We can do that using the \* args and \*\*kwargs options when defining functions. Here's an example

In [None]:
def test_function(farg,*args):
    print('formal_argument: ', farg)
    for arg in args:
        print('another arg: ',arg)
    

So what’s going on here? the formal argument farg is read in like a normal argument. We could
have any number of these. But we’ve specified the last argument as \*args, which tells python “Hey,you’re gonna get some unknown number of inputs after this- stick em all in a list called ‘args’ for me.’ Then, within the function, you can iterate through the list of extra inputs and do things with them individually. You can also do checks to see how many extra arguments were passed (using len(args)). 

What about \*\*kwargs?

In [None]:
def test_function(farg,**kwargs):
    print('formal_argument: ', farg)
    for key in kwargs:
        print('another arg: ',kwargs[key])
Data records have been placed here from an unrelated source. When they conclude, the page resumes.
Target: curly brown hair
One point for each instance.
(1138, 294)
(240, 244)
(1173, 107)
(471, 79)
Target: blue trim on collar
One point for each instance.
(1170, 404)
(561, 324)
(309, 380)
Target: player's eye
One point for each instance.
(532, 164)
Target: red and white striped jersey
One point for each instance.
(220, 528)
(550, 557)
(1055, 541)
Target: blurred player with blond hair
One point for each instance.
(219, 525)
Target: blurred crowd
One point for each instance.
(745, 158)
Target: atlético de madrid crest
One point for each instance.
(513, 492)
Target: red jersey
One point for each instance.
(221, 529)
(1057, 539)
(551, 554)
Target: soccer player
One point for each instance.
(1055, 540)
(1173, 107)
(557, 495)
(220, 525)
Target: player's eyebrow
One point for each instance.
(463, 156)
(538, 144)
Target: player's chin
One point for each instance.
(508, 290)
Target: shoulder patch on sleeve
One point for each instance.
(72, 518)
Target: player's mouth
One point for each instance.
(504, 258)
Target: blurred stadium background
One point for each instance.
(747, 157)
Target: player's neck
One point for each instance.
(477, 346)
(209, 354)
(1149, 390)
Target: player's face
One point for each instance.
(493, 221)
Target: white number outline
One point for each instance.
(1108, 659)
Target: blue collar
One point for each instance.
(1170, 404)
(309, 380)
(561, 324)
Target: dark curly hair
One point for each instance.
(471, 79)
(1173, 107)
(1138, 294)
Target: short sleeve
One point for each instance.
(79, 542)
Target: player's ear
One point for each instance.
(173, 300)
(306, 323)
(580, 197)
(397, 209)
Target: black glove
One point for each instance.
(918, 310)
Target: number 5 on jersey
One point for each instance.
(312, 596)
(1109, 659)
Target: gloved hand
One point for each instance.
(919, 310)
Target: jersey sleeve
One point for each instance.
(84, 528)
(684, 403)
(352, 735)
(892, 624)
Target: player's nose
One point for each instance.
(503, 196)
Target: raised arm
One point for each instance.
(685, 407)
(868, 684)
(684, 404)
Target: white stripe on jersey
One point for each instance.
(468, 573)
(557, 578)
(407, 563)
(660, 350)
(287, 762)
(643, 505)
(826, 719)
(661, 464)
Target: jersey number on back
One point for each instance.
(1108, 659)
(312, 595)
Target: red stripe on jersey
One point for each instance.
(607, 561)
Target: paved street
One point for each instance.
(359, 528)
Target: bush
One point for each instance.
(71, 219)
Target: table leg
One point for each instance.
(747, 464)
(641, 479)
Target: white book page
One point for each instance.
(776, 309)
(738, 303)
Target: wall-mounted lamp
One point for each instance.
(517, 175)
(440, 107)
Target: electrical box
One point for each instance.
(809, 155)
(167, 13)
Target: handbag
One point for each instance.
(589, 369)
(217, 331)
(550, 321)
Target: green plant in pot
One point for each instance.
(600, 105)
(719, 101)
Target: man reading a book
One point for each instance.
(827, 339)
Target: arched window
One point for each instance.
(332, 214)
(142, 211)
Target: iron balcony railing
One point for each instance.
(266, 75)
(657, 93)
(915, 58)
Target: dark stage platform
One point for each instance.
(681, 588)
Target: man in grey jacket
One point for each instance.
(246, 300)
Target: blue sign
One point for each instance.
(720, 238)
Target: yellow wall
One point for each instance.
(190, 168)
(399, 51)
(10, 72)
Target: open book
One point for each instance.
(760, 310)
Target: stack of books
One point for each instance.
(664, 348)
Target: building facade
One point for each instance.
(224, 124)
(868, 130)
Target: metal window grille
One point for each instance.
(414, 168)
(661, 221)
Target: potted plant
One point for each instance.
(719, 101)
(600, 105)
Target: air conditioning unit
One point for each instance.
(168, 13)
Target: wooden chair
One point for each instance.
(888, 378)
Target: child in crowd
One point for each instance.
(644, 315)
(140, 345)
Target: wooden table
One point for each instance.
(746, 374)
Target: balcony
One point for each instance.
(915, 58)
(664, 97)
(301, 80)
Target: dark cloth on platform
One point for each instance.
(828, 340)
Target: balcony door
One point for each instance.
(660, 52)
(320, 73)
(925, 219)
Essentially, instead of adding new variables to your function when calling like 
```
test_function(farg, arg1, arg2, arg3)
```

like you would in the first example, all non-formal arguments would need a key attached (via equals sign) like 

```
test_function(farg,arg1=something,arg2=somethingelse)
```

and then instead of a list of extra arguments, you have a dictionary where in this case arg1 and arg2 are the keys, and can be used to access whatever something and somethingelse are. 

In [3]:
def lists():
    a = range(0,100)
    b = range(100,200)
    c = range(200,300)
    return [a,b,c]
confusion = lists()
#what should the length of this be?
print len(confusion)
#why is it this?
print confusion[0][0:10]
#how would we get the first ten elements of the first array?

3
[0, 1, 2, 3, 4, 5, 6, 7, 8, 9]


### Recursion

Recursion is a useful technique for reducing complex problems into simpler problems. Recursive formulas are often used in mathematics. The fibonacci sequence is an example of a recursive formula. Recursion involves having a function call itself until it reaches a certain condition. For determining a factorial we would write 

In [8]:
def factorial(n):
    if n==0:
        return 1
    else:
        print n
        return n*factorial(n-1)
print factorial(12)

12
11
10
9
8
7
6
5
4
3
2
1
479001600


Recursion is an alternative to using loops and can often simplify the problem you might wish to solve if there is some base case. 

# Classes

Classes are structures which allow us to organize information that is easily accessible through dot notation. Classes contain methods and attributes. A method is a function available through dot notation. An attribute is a parameter about the class as a whole or about a particular instance of a class. When a class is initialized, it is an instance of that specific class. Attributes can either be of class or instance type.
Class attributes will be indepedent of th initialiation.
Instance attributes will contain information about that specific instance of a class.
An example of a class we have been frequently using is that of a numpy array.  Each time we write arr =np.array([data]) it creates an instance of the numpy array class. When we want to access information about that array like its length we would say arr_len = arr.size . If wanted to make a copy of that array we would write arr.copy() where copy is a method of the array class. 
Check out the example of a planet class below.

In [5]:
G = 6.67e-11
import numpy as np

class planet(object):
    def __init__(self, mass, position):
        self.mass = mass
        self.position = position
        habitable_check = np.random.randint(0,1)
        if habitable_check == 1:
            self.habitable = True
        else:
            self.habitable = False
    def grav(self, body2):
        return G*self.mass * body2.mass/((self.position - body2.position)**2)
    
planet1 = planet(1000, 10)
print('Planet 1 Mass: ',planet1.mass)
planet2 = planet(1500, 25)
grav1_2 = planet1.grav(planet2)
planet1.name = 'mars'
print('Planet 1 Name: ',planet1.name)
print('Planet 1 Habitable: ',planet1.habitable)
print('Grav Force between planet 1 and planet 2: ', grav1_2)

Planet 1 Mass:  1000
Planet 1 Name:  mars
Planet 1 Habitable:  False
Grav Force between planet 1 and planet 2:  4.4466666666666665e-07


The \__init\__ is how one sets up the initializion of classes in python. The self argument present in both functions is the class instance. It is fulfilled by the thing which precedes the dot when calling the method.